Amy Sackville’s Orkney is a complicated, beautiful, poetic book that made me feel very uncomfortable, but very glad that I’d read it. It features a classic unreliable narrator, and it’s very difficult to discuss without spoiling anything; the threads of the plot and the ambiguity of the ending are all dependant on, and tainted by, the subjective view of our narrator, Richard.

We have been telling each other the tale of our great romance, as I suppose all newlyweds do; refining the details, spinning it out, combing and weaving the threads of it.

Richard is a professor, 60, and he has just married his elfin ex-student, 21. It’s safe to say he is enchanted, perhaps dangerously so. At her request, they honeymoon on one of the bleak islands of Orkney. “Take me north,” she says, and he is unable to resist.

They spend a lot of time alone; Richard observing his distant new wife – whose name we never learn – through the window, as she sits on the beach, gazing out the to the cold sea that seems to call to her. In the evenings, they retell the story of their courtship.

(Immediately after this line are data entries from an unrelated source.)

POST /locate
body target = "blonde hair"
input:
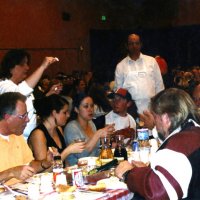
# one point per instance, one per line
(177, 104)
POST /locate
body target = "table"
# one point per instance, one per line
(108, 194)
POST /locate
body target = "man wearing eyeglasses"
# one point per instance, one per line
(16, 157)
(139, 74)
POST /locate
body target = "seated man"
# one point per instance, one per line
(16, 158)
(119, 116)
(173, 172)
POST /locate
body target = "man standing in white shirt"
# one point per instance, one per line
(119, 116)
(139, 74)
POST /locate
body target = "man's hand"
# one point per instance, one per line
(22, 172)
(48, 61)
(122, 168)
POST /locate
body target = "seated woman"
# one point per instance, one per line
(53, 111)
(83, 127)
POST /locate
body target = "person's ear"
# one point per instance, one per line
(6, 116)
(129, 103)
(165, 119)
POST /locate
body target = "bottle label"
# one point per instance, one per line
(143, 134)
(77, 177)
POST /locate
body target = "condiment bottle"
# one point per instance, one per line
(106, 154)
(120, 152)
(57, 167)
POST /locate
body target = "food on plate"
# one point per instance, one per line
(65, 188)
(20, 197)
(70, 168)
(98, 187)
(112, 183)
(98, 176)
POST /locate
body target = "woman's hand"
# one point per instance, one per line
(48, 61)
(138, 164)
(122, 168)
(77, 147)
(55, 89)
(108, 130)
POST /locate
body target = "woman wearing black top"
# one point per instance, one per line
(53, 113)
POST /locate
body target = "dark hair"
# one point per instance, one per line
(44, 106)
(10, 60)
(76, 103)
(8, 102)
(78, 99)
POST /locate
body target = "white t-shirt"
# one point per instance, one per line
(119, 121)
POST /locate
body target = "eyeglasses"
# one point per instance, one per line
(24, 116)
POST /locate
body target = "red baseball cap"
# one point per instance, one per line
(122, 93)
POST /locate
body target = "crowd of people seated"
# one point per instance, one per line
(67, 108)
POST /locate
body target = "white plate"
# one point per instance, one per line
(91, 161)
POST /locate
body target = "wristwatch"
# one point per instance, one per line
(125, 176)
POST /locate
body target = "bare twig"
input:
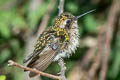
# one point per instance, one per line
(109, 33)
(61, 7)
(12, 63)
(46, 17)
(63, 69)
(61, 61)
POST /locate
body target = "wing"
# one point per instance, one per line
(41, 43)
(43, 60)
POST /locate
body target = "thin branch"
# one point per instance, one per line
(61, 7)
(61, 61)
(109, 34)
(63, 69)
(12, 63)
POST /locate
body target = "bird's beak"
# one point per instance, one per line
(77, 17)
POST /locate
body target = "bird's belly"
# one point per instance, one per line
(71, 47)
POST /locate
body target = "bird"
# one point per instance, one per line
(58, 41)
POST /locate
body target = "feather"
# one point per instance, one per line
(41, 62)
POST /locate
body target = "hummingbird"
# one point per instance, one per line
(58, 41)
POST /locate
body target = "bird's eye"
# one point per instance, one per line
(68, 21)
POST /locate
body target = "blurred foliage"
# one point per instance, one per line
(17, 20)
(2, 77)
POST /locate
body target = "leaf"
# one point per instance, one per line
(2, 77)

“You brought the cold in with you, the crisp of the first frost and the leaves already falling; they were tangled in your hair — ‘They were not,’ she said, with a little shove, ‘I’m not a vagrant’ — but so I saw you, darling, an autumn sprite, come in from the first chill.”

Slowly, we realise how little he knows about his wife, her past, her personality, her desires. We notice the things unsaid in the professor’s narrative, the tiny scraps of dialogue from her that build to paint a much different picture of their relationship.

And then their honeymoon ends, in exactly the way you’ve been expecting since about half-way through the novel, only instead of a neat package of answers to go with your conclusion, we’re left with two, three, four possible interpretations of events, each a little sadder and damning than the last. The ambiguity of it lingers, days later.